Poi, si sono tecnologizzati, al punto di avere in molti casi una competenza superiore a quella dei loro “maestri” nell’uso degli strumenti elettronici.
Per quanto riguarda le studentesse, le ho viste togliersi il grembiule nero, che le aveva discriminate dai maschi fino alla rivolta del Sessantotto, raggiungere la parità nella scolarizzazione e passare alla conquista di un’ampia maggioranza nella categoria dei “primi della classe”.
Sono cambiati perfino i docenti, nel senso che quelli di oggi hanno in media dai 15 ai 20 anni in più, sono molto meno “bocciofili”, e si deve in gran parte a loro se la scuola, tra riforme, mancate riforme e riforme sballate, continua discretamente a rispondere alle esigenze sociali.
Mi ci vorrebbero due o tre libri, per raccontare le mie esperienze professionali più interessanti.
Devo, qui, limitarmi ad alcune battute: le ultime, appunto, da prof in servizio.

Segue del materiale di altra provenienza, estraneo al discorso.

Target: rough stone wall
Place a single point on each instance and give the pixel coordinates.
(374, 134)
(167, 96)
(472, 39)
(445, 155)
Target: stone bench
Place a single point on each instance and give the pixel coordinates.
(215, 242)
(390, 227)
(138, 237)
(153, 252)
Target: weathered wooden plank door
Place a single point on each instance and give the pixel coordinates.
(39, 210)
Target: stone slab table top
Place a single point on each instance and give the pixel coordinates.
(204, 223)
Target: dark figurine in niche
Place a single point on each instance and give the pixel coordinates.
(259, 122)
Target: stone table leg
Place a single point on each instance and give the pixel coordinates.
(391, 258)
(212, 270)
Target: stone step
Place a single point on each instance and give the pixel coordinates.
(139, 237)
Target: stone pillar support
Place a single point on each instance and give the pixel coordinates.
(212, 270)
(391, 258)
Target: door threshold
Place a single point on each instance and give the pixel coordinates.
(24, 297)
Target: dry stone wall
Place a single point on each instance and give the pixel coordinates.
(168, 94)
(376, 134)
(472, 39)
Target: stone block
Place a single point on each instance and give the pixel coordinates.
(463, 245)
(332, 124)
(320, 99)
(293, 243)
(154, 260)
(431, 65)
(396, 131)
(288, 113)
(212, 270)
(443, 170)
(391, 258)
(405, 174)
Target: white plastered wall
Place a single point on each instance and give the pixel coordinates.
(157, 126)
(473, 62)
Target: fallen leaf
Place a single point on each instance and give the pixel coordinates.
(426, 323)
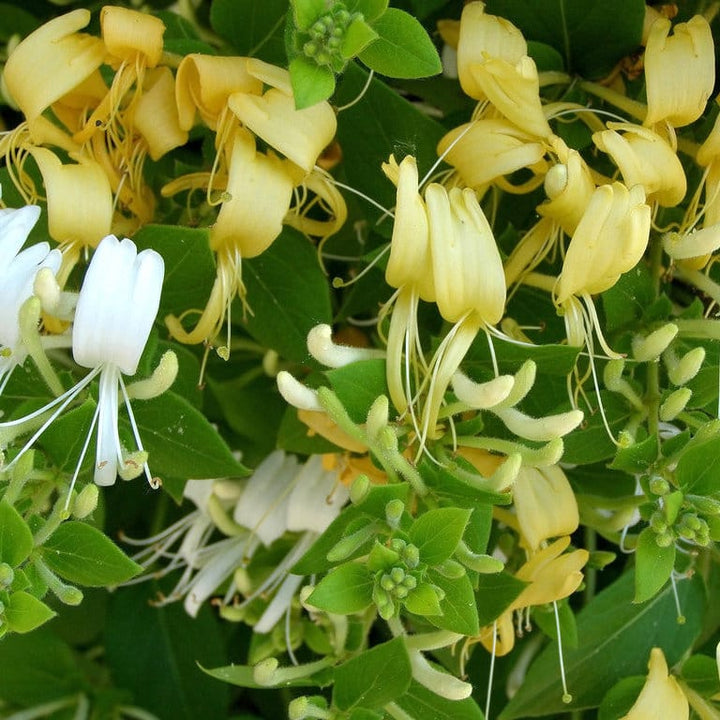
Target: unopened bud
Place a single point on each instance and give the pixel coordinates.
(86, 501)
(674, 404)
(686, 368)
(359, 489)
(393, 513)
(161, 380)
(651, 347)
(482, 395)
(540, 429)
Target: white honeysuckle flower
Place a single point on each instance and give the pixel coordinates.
(17, 275)
(116, 308)
(282, 496)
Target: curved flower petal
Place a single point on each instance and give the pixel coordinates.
(118, 302)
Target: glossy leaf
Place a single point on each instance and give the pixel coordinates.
(82, 554)
(24, 612)
(403, 48)
(16, 540)
(373, 678)
(611, 626)
(653, 565)
(347, 589)
(438, 532)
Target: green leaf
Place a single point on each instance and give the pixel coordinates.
(37, 668)
(357, 37)
(189, 265)
(383, 123)
(181, 442)
(459, 610)
(591, 35)
(373, 678)
(495, 594)
(422, 704)
(154, 652)
(438, 532)
(347, 589)
(357, 386)
(16, 21)
(653, 565)
(370, 9)
(288, 293)
(306, 12)
(253, 29)
(611, 626)
(16, 540)
(637, 458)
(24, 612)
(82, 554)
(698, 467)
(403, 49)
(620, 698)
(423, 600)
(311, 83)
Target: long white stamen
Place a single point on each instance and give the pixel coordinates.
(567, 697)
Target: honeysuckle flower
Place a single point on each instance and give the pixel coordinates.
(644, 158)
(17, 275)
(115, 312)
(134, 42)
(50, 62)
(484, 151)
(205, 82)
(259, 192)
(551, 574)
(155, 115)
(483, 37)
(545, 505)
(79, 201)
(282, 496)
(679, 71)
(661, 696)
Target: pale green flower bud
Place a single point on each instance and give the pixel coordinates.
(674, 404)
(652, 346)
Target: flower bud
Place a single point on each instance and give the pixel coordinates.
(679, 71)
(653, 345)
(674, 404)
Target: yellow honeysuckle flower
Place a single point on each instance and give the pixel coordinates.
(258, 194)
(514, 90)
(484, 37)
(205, 82)
(644, 158)
(661, 696)
(155, 115)
(409, 263)
(134, 41)
(679, 71)
(132, 37)
(79, 199)
(545, 505)
(51, 62)
(463, 249)
(551, 575)
(300, 135)
(569, 186)
(485, 150)
(609, 240)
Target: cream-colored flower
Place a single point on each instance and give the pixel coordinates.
(644, 158)
(484, 150)
(679, 71)
(484, 37)
(545, 505)
(661, 697)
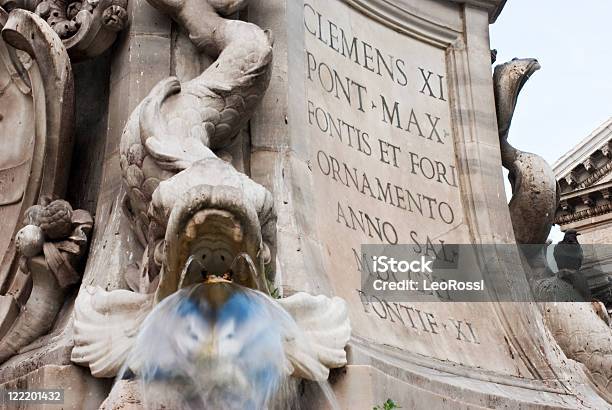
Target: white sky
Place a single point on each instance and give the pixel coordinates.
(572, 94)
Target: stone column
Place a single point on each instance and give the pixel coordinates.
(141, 58)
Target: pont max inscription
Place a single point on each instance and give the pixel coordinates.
(379, 123)
(382, 154)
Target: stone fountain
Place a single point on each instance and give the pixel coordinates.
(189, 183)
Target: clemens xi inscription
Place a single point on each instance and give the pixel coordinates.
(377, 111)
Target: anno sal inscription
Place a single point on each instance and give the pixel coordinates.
(379, 118)
(377, 111)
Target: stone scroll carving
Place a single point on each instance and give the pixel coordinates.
(51, 245)
(86, 27)
(580, 332)
(185, 203)
(36, 120)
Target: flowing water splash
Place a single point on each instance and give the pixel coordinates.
(215, 345)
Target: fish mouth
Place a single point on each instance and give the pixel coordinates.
(213, 235)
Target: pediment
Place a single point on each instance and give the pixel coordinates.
(587, 164)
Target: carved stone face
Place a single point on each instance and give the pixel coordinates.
(212, 232)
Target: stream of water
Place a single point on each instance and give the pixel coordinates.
(215, 345)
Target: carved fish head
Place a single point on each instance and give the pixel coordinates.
(213, 234)
(509, 79)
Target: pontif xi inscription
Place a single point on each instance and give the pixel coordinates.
(383, 155)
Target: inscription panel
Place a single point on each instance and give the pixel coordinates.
(386, 170)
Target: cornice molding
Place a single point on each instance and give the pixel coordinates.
(493, 7)
(399, 17)
(584, 214)
(575, 158)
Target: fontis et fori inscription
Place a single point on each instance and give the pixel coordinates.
(383, 157)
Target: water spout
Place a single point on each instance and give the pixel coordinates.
(215, 345)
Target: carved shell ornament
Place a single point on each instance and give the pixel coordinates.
(86, 27)
(198, 218)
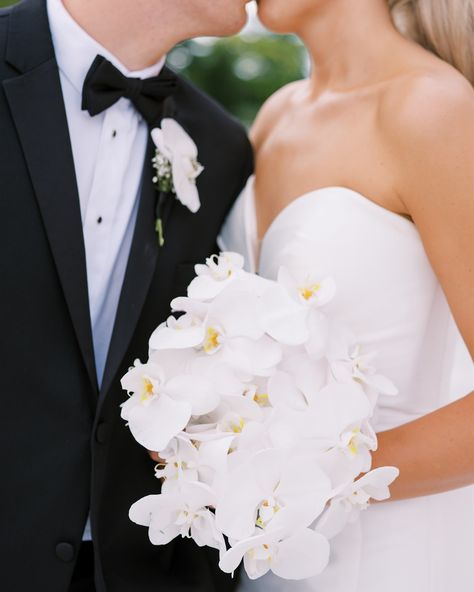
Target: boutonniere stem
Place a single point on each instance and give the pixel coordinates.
(176, 169)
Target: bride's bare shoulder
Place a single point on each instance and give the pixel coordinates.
(427, 122)
(427, 103)
(272, 110)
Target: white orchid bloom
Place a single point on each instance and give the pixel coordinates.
(233, 422)
(159, 409)
(181, 463)
(181, 151)
(355, 497)
(338, 418)
(292, 312)
(271, 486)
(357, 366)
(228, 327)
(219, 271)
(183, 512)
(303, 554)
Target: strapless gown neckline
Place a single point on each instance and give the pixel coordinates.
(255, 243)
(389, 295)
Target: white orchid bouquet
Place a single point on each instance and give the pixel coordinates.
(259, 404)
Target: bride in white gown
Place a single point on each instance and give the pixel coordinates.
(372, 161)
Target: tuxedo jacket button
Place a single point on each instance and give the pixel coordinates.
(102, 433)
(65, 552)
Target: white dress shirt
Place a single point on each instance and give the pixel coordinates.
(109, 151)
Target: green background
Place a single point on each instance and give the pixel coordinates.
(240, 72)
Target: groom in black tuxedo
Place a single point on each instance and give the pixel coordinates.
(84, 280)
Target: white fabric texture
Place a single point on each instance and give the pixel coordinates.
(109, 151)
(388, 293)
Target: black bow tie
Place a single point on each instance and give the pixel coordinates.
(105, 85)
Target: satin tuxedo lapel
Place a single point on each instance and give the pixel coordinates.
(140, 270)
(37, 108)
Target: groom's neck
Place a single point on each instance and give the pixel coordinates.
(137, 33)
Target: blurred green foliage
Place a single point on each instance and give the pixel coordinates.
(240, 72)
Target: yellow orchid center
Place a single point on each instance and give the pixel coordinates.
(261, 399)
(237, 427)
(307, 292)
(212, 341)
(147, 392)
(353, 445)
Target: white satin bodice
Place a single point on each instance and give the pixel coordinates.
(389, 295)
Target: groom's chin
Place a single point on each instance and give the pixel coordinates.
(232, 20)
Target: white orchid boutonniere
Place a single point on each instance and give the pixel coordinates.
(176, 167)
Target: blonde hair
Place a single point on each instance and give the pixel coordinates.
(445, 27)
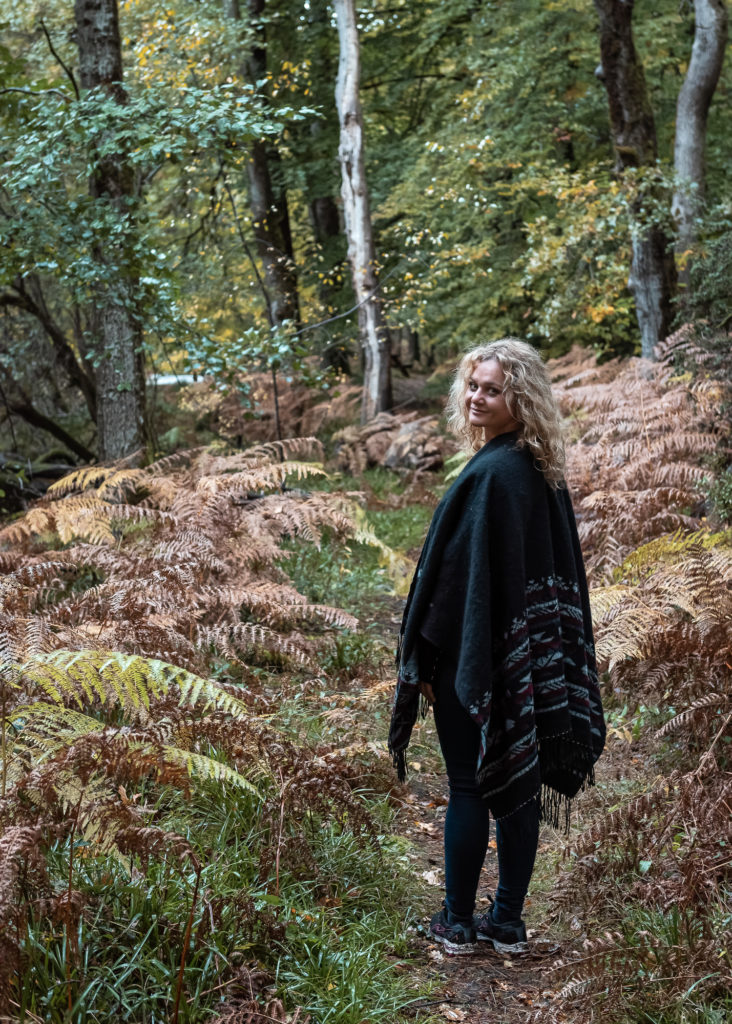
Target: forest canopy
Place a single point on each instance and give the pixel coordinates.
(199, 194)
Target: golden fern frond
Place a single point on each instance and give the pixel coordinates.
(128, 680)
(114, 477)
(668, 547)
(199, 766)
(244, 636)
(627, 635)
(606, 599)
(262, 477)
(36, 520)
(712, 700)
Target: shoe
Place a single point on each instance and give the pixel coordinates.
(506, 938)
(459, 940)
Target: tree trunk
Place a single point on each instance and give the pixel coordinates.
(652, 278)
(694, 98)
(374, 336)
(120, 378)
(267, 196)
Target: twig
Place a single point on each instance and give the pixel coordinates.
(186, 943)
(68, 70)
(36, 92)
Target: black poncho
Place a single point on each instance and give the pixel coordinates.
(502, 583)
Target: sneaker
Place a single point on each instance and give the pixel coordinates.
(506, 938)
(459, 940)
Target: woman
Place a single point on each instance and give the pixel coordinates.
(497, 636)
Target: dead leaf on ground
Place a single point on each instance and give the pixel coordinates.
(451, 1013)
(426, 826)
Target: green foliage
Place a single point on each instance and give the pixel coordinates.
(127, 946)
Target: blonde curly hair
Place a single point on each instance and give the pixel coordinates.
(528, 396)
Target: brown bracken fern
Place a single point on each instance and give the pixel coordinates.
(649, 879)
(122, 589)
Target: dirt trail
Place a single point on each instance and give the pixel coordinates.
(488, 986)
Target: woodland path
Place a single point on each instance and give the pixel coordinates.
(487, 986)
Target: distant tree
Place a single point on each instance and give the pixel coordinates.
(267, 195)
(652, 276)
(118, 328)
(694, 99)
(374, 335)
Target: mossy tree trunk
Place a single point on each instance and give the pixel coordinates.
(652, 276)
(118, 336)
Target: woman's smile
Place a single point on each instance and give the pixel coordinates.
(485, 401)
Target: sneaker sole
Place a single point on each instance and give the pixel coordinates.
(505, 947)
(456, 948)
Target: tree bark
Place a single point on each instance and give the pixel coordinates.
(652, 278)
(695, 95)
(267, 196)
(120, 378)
(374, 335)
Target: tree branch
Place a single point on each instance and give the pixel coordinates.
(31, 415)
(20, 299)
(68, 70)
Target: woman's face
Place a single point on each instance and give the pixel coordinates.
(484, 400)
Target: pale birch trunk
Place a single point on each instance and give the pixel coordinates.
(652, 278)
(695, 95)
(374, 336)
(120, 379)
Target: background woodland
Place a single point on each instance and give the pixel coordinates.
(204, 550)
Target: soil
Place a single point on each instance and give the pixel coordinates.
(486, 986)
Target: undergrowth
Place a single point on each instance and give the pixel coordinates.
(648, 878)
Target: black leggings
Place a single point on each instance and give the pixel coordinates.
(467, 823)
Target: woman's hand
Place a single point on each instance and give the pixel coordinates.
(427, 692)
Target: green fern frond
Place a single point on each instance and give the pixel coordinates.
(126, 680)
(205, 768)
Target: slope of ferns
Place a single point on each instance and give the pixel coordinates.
(650, 880)
(122, 589)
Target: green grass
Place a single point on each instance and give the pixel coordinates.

Uno dei ricordi più simpatici si riferisce all’anno 1967/68, in cui emigrai da Roma per insegnare a Strangolagalli, un paesino della Ciociaria. Un giorno, una ragazzina mi domandò: “Professó, te piaciono l’asparagi?”. Io, incautamente, risposi di sì. L’indomani, fui sommerso da 18 mazzetti di asparagi selvatici che i 18 alunni di quella classe affettuosa erano andati a raccogliere per me nei campi.
Nicola Bruni
dalla rivista LA TECNICA DELLA SCUOLA – 15 giugno 2005
Nella foto in alto, sono alla scuola media Quinto Ennio di Roma con un gruppo di alunni della classe Prima A 1974/75 della scuola media Quinto Ennio di Roma: da sinistra, Ivano Rizzo, Giovanni Valsi, Enrico Tagliaferri (semicoperto), Paolo Taricone, Stefano Mattei, Ivo Cetroni, Orlando Zaccone (semicoperto), Marco Petta, Davide Antimi.